In the U.S., eight in 10 of the largest corporations block your ability to sue them in federal court. That means if a a company shares your personal information without your approval, or a business fraudulently charges you over and over, you can't take them to court.
Instead, major companies across the U.S. have put legal clauses in the fine print of their customer agreements that force consumers to use a private dispute resolution method called arbitration, or, in some cases, file a suit in small claims court.
Arbitration doesn't just affect you when you're buying things or using a service. The Economic Policy Institute found that 60 million American workers are barred from suing their employer, including when they are fighting against serious claims such as discrimination, civil rights violations and sexual harassment.
But that may soon change. The House of Representatives on Friday passed a bipartisan bill, the Forced Arbitration Injustice Repeal Act, that would end forced arbitration.
The FAIR Act — which faces a steep battle to be passed in the Senate and signed by President Donald Trump to become law — would eliminate companies' ability to use forced arbitration clauses in any employment, consumer and civil rights cases and allow Americans to fight their lawsuits in federal court.
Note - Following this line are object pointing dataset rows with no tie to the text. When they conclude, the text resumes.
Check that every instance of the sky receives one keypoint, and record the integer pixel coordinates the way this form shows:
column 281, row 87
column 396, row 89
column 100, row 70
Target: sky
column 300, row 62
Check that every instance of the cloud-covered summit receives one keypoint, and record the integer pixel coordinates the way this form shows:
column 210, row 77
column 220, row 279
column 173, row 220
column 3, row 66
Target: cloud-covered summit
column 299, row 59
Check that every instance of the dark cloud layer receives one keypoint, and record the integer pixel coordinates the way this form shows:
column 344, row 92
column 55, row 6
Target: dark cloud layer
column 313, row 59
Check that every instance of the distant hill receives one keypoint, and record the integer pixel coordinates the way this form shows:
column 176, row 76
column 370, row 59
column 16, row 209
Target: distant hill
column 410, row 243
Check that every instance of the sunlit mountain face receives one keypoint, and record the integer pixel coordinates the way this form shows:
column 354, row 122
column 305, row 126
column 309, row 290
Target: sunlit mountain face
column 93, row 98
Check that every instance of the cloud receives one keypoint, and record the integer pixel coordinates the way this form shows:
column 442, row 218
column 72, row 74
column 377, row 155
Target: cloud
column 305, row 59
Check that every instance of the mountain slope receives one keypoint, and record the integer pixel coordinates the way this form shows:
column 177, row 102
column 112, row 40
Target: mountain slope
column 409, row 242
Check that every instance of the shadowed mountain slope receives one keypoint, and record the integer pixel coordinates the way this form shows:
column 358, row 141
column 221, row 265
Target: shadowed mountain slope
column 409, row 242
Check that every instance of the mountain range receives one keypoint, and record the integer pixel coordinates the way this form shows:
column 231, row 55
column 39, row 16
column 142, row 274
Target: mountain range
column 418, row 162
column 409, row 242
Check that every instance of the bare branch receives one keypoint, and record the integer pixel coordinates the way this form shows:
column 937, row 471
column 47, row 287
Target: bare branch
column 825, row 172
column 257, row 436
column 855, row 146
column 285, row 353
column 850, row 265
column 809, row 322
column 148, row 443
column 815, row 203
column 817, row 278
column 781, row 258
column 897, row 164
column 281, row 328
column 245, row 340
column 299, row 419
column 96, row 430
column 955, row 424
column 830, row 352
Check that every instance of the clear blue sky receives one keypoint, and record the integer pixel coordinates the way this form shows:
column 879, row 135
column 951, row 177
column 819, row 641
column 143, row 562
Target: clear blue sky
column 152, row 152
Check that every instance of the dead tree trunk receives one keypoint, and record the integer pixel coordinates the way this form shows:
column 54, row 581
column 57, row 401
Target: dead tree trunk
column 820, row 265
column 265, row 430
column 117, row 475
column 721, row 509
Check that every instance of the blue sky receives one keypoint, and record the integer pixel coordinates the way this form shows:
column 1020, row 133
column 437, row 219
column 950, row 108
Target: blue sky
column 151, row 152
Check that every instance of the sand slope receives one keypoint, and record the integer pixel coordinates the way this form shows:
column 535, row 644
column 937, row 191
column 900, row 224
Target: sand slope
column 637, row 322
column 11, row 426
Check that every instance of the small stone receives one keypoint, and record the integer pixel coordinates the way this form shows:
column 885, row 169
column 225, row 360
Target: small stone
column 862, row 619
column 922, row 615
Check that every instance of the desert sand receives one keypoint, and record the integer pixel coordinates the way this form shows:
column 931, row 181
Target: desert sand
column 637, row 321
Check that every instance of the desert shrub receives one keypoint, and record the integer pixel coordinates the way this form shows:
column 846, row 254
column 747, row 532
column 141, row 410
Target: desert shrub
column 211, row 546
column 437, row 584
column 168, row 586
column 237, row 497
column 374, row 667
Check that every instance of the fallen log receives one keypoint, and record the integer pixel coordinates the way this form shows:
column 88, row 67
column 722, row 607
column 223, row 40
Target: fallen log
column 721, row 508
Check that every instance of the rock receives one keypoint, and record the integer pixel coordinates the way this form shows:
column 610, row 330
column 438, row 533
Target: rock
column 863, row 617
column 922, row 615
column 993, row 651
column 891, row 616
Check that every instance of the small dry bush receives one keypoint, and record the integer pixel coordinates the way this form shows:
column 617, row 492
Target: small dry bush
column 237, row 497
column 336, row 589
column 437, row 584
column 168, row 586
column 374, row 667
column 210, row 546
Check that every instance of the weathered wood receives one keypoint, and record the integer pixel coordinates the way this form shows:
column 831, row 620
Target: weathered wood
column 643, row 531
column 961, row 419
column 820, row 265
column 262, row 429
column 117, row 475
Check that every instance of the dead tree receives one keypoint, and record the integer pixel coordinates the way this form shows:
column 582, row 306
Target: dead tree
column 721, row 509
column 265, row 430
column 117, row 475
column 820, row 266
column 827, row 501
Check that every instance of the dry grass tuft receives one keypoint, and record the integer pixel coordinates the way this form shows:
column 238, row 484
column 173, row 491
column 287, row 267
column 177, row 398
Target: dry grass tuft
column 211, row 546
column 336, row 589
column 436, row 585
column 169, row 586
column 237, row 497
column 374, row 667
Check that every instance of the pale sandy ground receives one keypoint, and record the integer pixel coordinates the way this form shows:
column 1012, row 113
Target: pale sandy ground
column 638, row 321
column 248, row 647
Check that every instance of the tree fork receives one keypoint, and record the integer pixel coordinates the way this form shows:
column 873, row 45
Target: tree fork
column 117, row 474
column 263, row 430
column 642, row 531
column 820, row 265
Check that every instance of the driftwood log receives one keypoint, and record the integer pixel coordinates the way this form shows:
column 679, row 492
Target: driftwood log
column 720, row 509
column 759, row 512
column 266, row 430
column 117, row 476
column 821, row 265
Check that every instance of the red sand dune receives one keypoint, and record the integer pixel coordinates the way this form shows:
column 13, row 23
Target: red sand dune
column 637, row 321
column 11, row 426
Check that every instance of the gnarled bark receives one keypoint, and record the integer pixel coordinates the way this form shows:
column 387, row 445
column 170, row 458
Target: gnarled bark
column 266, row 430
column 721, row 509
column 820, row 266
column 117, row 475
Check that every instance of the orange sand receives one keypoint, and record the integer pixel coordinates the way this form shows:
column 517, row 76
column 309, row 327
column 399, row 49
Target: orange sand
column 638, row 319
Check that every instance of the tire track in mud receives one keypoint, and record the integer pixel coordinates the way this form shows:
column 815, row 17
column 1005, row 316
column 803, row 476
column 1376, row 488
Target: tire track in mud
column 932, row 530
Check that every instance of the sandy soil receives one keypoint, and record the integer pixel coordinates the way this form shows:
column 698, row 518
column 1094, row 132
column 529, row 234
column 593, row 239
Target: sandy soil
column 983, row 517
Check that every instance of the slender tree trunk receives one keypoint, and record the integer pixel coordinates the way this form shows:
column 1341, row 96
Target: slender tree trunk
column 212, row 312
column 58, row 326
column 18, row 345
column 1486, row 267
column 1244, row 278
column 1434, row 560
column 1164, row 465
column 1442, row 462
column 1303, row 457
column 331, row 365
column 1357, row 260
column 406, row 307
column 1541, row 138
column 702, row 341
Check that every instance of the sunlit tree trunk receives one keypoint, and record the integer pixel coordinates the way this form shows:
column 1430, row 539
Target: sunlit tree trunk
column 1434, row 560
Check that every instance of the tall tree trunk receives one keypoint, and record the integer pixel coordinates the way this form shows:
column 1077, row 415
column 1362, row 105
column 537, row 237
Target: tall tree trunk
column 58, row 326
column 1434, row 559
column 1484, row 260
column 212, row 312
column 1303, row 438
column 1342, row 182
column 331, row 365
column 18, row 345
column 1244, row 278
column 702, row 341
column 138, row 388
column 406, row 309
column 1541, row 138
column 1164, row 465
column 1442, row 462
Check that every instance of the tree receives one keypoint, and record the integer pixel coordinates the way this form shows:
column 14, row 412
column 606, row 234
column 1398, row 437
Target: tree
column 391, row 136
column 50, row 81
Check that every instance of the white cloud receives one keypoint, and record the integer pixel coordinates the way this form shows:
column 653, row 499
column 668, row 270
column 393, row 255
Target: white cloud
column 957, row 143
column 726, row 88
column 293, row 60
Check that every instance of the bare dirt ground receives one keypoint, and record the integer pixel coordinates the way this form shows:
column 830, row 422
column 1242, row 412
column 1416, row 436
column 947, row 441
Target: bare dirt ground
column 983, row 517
If consumers and employees did want to use arbitration, they still could, but it would be a voluntary process, as opposed to their only option.
"Forced arbitration doesn't give consumers or workers the full protection of the law," Rep. Pramila Jayapal, D-Wash., who serves on the House Judiciary Committee, said earlier this month. "It is a perpetually rigged deck against the most vulnerable party in the dispute," she said, adding that "we are all at a disadvantage in this system every single day."
Proponents of the FAIR Act say lawsuits are about more than just getting reimbursed for past harms. They can shine a public light on bigger issues. In fact, consumer advocates believe that Wells Fargo's employee practice of opening unauthorized bank accounts for millions of customers would have been exposed (and potentially ended) much earlier if the company had not enforced mandatory arbitration.
Yet companies typically contend that they use arbitration because it saves everyone involved time and money. For example, J.P. Morgan Chase rolled out new rules to almost all of its credit card customers, saying that "when an arbitration process is designed appropriately, there are fewer barriers to bringing a claim in arbitration than bringing a claim in court, and it can be more convenient for claimants to obtain a hearing and to achieve a resolution of their claims."